Sponsorzy grupy KnockOut

Patronat medialny


 

Christian Steele (3-5-1, 1 KO) okazał się dla Michała Chudeckiego (5-0-1, 3 KO) godnym i wymagającym przeciwnikiem. Podczas sobotniej gali w North Bergen Polak zanotował pierwszy remis w karierze zawodowej (sędziowie punktowali 57-57, 57-57, 58-56).

Kamil Kierzkowski: Pierwsza myśl, gdy usłyszałeś werdykt sędziów?
Michał Chudecki: Szczerze mówiąc... to byłem trochę zaskoczony ich decyzją. Po pojedynku miałem odczucie, że jednak powinienem wygrać.

- To pierwsza twoja walka, która nie zakończyła się zwycięstwem. Jak oceniasz swą postawę w ringu?
Oczywiście nie jestem zadowolony z mojej postawy. Popełniłem dużo błędów. Teraz więc odpocznę kilka dni, przeanalizuję to wszystko. Wspólnie z trenerem na pewno przyjrzymy się temu, jakie popełniłem błędy i postaramy się wyeliminować te wszystkie elementy, które zawiodły. Co później? Wracam do ciężkich treningów.

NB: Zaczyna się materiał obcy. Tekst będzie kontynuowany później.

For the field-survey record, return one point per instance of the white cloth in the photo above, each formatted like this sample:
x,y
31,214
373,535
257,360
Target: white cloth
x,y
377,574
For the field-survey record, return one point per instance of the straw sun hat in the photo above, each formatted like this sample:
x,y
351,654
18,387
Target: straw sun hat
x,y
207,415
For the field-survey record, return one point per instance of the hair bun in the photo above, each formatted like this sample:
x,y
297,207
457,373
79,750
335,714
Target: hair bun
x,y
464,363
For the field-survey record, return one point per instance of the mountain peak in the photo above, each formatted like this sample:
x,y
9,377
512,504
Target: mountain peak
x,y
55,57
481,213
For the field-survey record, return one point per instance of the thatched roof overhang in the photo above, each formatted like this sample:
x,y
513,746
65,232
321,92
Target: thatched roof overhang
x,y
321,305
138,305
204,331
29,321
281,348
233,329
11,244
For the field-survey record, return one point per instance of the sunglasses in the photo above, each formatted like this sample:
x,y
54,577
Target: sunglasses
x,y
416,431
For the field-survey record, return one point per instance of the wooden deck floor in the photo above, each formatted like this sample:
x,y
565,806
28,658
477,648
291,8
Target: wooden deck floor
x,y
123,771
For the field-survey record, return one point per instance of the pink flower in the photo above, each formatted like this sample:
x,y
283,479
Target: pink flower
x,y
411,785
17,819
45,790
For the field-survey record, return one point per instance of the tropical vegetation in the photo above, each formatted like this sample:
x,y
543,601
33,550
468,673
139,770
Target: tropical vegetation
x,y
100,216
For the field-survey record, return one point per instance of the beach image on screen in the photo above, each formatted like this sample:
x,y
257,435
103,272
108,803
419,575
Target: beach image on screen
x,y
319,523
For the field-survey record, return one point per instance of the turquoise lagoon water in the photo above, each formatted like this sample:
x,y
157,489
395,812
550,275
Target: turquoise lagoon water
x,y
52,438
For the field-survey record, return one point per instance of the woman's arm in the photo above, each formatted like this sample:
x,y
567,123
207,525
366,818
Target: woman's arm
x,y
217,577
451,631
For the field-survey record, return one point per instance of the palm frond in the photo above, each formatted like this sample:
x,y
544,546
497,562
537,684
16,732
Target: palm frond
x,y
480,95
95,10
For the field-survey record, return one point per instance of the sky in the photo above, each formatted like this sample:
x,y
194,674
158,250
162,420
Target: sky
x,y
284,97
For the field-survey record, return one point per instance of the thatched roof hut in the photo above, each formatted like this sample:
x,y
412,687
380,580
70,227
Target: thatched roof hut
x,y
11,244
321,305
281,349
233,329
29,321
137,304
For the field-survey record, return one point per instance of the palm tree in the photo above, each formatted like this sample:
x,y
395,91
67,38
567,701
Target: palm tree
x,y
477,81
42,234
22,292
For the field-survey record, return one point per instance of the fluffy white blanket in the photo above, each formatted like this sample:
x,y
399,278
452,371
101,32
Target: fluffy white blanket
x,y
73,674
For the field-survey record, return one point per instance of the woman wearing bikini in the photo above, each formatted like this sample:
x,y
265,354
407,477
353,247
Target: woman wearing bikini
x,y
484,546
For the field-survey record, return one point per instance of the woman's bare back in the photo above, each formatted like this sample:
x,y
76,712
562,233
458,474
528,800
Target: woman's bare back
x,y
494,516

- Nie było może tak, że - po ostatnich, stosunkowo szybkich i łatwych zwycięstwach - uciekła odrobina koncentracji i motywacji?
Nie, raczej chyba wręcz przeciwnie. Byłem zmotywowany i bardzo, bardzo chciałem wygrać. Może właśnie aż za bardzo - i dlatego nie wszystko wyszło tak jak powinno.

- Czego zabrakło, by wygrać?
Przede wszystkim zabrakło dobrego wyczucia dystansu i nieustannego pressingu - czyli tego, co zawsze wychodziło mi najlepiej. Za bardzo pchałem się do przodu. Myślę, że mogło to być spowodowane stosunkowo małą ilością sparingów przed tą walką.

- Jak oceniasz przeciwnika?
Walka była ciężka. Tak jak się spodziewałem - to nie był łatwy przeciwnik. Był bardzo niewygodny: stale klinczował, nie pozwalał bym się rozwinął i wreszcie zaczął swobodniej boksować. Tak niestety bywa. Trzeba się nastawiać na walki z każdego typu przeciwnikami. Mierząc się właśnie z takimi rywalami można się wiele nauczyć.

- Pierwszy remis: teraz - już po walce - czujesz się bardziej wygranym czy przegranym?
Tak jak mówiłem już wcześniej - czuję się wygranym. Może nie było to typowe zwycięstwo do jednej bramki, ale byłem przekonany, że wygrałem kilkoma punktami.

- Ta cała sytuacja podcina Ci skrzydła, czy mobilizuje do cięższej pracy?
Mówi się trudno. Wynik poszedł w świat, remis w rekordzie to nie przegrana. Czasami trzeba zrobić krok w tył, żeby potem zrobić dwa kroki do przodu. Nie zwykłem się poddawać, więc ten wynik tylko i wyłącznie zmotywował mnie do jeszcze cięższych treningów, abym w kolejnych walkach zaprezentował się znacznie lepiej. Po tym remisie na pewno wrócę mocniejszy.